The medicine for the poison. Fill up on that which nourishes and sweetens. Eat soup. Deer medicine. Sweet Corn. Gentleness. Holding that scared lonely little girl, who only wants to be loved. Dive for sweet nectar like the hummingbird. Bloom in the strange light of night- moonlight, starlight, earthlight- like the moonflower. Blend your medicine- marigold, rose, cacao. Honor your intuitive wisdom- and see the results of ignoring it – and honoring it in the same day. (It’s never too late to turn the day around by honoring your wisdom- even when you’ve made a complete mess of the first half.)
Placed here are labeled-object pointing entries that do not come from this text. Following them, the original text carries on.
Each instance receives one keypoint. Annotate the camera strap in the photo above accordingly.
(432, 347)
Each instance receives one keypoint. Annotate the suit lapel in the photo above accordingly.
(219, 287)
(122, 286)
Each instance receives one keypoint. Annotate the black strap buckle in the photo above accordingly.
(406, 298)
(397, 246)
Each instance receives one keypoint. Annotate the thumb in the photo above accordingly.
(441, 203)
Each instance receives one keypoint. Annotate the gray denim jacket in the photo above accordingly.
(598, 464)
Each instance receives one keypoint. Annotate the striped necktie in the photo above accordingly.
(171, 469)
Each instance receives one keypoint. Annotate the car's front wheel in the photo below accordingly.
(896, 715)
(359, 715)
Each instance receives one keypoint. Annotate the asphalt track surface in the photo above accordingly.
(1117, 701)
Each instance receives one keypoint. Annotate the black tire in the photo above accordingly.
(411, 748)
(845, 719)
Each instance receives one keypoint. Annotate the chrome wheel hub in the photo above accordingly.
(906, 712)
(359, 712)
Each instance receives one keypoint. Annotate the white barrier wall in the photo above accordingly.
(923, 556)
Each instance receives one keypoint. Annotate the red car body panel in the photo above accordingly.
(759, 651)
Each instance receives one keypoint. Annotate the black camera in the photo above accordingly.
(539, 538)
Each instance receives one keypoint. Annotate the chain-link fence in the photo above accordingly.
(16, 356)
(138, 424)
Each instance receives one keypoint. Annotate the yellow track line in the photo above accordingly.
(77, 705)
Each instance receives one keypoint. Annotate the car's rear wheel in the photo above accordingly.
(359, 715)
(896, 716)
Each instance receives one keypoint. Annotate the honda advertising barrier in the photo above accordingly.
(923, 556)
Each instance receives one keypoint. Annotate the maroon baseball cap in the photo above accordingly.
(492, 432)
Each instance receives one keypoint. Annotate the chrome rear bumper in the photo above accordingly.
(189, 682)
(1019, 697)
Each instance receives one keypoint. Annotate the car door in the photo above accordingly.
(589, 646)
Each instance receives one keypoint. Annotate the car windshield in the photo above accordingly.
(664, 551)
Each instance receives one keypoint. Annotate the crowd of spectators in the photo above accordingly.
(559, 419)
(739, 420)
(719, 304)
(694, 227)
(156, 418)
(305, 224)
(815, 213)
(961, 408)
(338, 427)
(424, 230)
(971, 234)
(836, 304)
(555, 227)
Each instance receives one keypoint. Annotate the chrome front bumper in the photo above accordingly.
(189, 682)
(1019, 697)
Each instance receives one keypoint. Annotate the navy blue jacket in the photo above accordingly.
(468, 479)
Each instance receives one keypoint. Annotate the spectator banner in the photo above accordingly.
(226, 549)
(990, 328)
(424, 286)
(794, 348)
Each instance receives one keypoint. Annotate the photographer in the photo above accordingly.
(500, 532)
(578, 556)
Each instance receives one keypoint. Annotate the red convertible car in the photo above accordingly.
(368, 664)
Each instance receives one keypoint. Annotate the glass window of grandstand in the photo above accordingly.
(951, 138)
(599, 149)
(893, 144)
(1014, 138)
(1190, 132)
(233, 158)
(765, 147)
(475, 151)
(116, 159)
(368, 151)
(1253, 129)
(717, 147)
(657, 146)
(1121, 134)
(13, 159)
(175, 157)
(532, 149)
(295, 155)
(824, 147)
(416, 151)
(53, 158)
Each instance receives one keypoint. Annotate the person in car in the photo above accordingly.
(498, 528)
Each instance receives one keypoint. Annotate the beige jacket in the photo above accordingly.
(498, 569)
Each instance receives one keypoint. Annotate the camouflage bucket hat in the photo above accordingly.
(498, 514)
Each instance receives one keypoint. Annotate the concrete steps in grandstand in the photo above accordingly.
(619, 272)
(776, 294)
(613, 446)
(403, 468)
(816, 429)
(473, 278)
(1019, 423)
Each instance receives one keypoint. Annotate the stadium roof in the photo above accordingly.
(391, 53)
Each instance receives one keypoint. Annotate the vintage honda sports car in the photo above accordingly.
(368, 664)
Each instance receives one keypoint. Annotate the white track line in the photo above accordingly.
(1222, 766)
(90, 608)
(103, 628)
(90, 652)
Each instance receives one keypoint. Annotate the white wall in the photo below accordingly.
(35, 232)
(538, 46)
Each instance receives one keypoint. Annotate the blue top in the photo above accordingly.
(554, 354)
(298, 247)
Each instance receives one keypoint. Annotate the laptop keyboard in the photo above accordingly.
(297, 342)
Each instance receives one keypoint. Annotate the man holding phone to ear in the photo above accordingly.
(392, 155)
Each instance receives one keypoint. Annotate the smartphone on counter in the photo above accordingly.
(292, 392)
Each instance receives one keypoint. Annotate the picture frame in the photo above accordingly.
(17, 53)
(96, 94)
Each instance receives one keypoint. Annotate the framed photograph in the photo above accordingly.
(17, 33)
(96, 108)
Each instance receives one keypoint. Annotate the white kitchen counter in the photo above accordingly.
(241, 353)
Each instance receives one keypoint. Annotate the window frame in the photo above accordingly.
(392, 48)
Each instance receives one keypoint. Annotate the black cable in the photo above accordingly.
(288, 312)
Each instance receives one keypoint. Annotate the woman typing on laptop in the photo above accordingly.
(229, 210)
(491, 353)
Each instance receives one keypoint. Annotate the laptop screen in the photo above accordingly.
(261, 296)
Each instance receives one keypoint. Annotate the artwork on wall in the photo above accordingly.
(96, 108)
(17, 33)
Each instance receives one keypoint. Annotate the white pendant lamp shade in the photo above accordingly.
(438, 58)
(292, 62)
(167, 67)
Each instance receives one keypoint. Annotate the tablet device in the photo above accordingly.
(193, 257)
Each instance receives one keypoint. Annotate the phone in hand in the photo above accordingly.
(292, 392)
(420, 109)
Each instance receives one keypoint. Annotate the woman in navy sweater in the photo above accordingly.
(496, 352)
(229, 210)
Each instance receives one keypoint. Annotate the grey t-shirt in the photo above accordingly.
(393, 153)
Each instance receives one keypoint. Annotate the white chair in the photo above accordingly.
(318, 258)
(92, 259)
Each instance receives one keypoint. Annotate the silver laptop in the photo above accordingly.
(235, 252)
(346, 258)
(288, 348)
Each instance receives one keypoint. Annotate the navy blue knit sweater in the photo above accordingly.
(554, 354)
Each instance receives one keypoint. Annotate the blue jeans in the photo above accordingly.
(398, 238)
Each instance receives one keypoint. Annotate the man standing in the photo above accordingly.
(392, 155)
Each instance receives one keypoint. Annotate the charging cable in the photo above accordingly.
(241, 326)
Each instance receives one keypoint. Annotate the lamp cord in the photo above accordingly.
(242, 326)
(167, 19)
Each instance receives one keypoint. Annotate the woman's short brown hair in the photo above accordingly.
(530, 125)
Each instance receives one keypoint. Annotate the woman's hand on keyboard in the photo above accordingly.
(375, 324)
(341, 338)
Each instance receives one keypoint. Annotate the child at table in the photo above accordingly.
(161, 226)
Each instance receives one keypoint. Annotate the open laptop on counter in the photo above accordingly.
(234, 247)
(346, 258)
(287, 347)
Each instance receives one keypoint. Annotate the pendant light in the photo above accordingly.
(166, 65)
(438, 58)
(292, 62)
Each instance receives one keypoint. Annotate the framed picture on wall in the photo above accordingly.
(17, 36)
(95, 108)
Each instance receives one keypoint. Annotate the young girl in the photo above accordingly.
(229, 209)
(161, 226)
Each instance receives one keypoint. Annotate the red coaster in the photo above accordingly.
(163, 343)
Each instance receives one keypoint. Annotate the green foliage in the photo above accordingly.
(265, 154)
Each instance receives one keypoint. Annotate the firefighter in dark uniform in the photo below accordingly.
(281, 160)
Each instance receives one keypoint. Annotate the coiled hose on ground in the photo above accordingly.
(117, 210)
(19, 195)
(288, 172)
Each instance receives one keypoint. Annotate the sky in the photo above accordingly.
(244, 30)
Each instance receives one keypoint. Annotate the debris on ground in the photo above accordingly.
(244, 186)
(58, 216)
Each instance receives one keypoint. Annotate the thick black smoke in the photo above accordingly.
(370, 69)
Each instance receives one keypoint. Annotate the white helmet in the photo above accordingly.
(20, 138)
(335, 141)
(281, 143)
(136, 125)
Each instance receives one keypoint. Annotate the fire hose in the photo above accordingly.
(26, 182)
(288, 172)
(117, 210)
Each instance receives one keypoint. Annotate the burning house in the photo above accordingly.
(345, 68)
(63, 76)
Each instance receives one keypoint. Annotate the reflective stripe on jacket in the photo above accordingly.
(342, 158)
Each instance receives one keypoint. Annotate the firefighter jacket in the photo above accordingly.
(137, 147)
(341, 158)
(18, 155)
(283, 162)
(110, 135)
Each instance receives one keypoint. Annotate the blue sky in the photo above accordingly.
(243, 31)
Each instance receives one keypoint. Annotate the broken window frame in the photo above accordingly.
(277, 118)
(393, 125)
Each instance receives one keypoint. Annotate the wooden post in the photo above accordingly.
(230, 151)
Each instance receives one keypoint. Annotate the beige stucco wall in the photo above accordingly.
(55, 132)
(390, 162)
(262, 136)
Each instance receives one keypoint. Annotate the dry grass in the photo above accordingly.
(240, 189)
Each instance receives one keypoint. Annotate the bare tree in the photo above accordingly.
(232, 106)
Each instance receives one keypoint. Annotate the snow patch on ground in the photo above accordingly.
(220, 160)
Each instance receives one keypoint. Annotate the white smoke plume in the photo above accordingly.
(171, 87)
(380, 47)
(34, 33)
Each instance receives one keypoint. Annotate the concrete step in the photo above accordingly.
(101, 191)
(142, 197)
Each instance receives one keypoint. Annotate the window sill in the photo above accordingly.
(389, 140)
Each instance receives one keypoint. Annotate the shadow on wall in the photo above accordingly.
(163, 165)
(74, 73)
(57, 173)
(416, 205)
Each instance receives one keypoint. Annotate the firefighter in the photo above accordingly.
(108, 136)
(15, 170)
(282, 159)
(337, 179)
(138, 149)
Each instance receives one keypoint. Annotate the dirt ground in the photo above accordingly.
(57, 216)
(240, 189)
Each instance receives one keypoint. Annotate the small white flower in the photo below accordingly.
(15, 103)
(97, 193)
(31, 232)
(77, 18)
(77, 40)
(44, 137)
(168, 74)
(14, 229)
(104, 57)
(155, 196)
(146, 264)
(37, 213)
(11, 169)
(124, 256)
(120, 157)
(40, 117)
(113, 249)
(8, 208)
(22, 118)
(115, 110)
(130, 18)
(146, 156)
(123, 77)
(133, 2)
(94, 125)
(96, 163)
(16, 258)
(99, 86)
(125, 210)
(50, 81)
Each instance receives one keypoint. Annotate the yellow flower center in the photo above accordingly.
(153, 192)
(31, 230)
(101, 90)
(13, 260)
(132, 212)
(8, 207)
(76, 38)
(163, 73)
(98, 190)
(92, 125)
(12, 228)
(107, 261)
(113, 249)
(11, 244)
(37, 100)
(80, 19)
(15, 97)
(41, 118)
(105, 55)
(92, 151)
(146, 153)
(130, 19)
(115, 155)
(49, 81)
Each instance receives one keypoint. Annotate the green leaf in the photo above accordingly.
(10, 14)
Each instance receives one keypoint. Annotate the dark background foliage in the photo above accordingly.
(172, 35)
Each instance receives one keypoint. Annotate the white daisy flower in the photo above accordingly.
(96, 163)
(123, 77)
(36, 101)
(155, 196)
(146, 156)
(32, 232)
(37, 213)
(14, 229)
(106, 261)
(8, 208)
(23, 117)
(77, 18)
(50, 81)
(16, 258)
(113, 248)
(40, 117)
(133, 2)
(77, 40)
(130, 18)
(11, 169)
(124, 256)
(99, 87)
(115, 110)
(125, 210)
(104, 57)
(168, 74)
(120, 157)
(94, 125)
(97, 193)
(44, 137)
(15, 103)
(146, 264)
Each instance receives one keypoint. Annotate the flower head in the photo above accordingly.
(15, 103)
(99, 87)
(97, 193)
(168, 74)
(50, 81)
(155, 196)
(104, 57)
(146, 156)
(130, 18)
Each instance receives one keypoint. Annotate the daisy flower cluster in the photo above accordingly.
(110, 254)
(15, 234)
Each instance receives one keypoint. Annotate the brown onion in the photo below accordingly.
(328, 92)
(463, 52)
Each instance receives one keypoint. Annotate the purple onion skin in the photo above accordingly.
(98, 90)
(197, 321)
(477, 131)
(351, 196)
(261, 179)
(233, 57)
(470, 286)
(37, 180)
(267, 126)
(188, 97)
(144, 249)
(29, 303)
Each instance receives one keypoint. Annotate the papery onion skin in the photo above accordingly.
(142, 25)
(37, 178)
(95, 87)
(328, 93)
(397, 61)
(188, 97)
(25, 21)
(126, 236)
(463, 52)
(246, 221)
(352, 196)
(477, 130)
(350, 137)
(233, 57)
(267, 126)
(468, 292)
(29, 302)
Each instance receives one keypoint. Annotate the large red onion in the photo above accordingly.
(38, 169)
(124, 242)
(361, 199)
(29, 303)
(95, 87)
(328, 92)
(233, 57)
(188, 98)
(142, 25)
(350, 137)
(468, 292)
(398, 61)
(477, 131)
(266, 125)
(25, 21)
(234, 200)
Transformation is at work. I can feel it, even if I don’t see the end results. Like the snake shedding skin, and jaguar stalking in shadowed forest, hummingbird at twilight finding sweetness in the dark. And of course- like the catterpillar/butterfly transformation, which I wrote just a few days ago in a Samhain lesson for students, and then came again to my email box today….
When the caterpillar becomes a butterfly, there is a stage in it’s metamorphosis where it is completely liquified. It is a “nutritive soup of enzymes.” Entirely unrecognizable. You can’t tell what it was, or what it will become. Soup.
Many of us are familiar with Joseph Campbell’s metaphor of “the hero entering the darkest part of the forest, where no one has entered before.” But what’s often left out of that teaching is this: “…and the hero moves in a dream landscape of curiously fluid, ambiguous forms.” More soup.
And so, as my ancestors near tonight, and in the next cycle, I am listening ever deeper, trusting even harder- through the fear, through the bitter poison, and give myself sweetness- from this land that holds me. Land of the Corn Mother, Deer Dancers, sacred ceremony between human and spirit for thousands of years. And give thanks for they have been with me all along- guiding each step I have taken up to this point, molding me, making me, preparing me from bone and blood, and spirit and earth.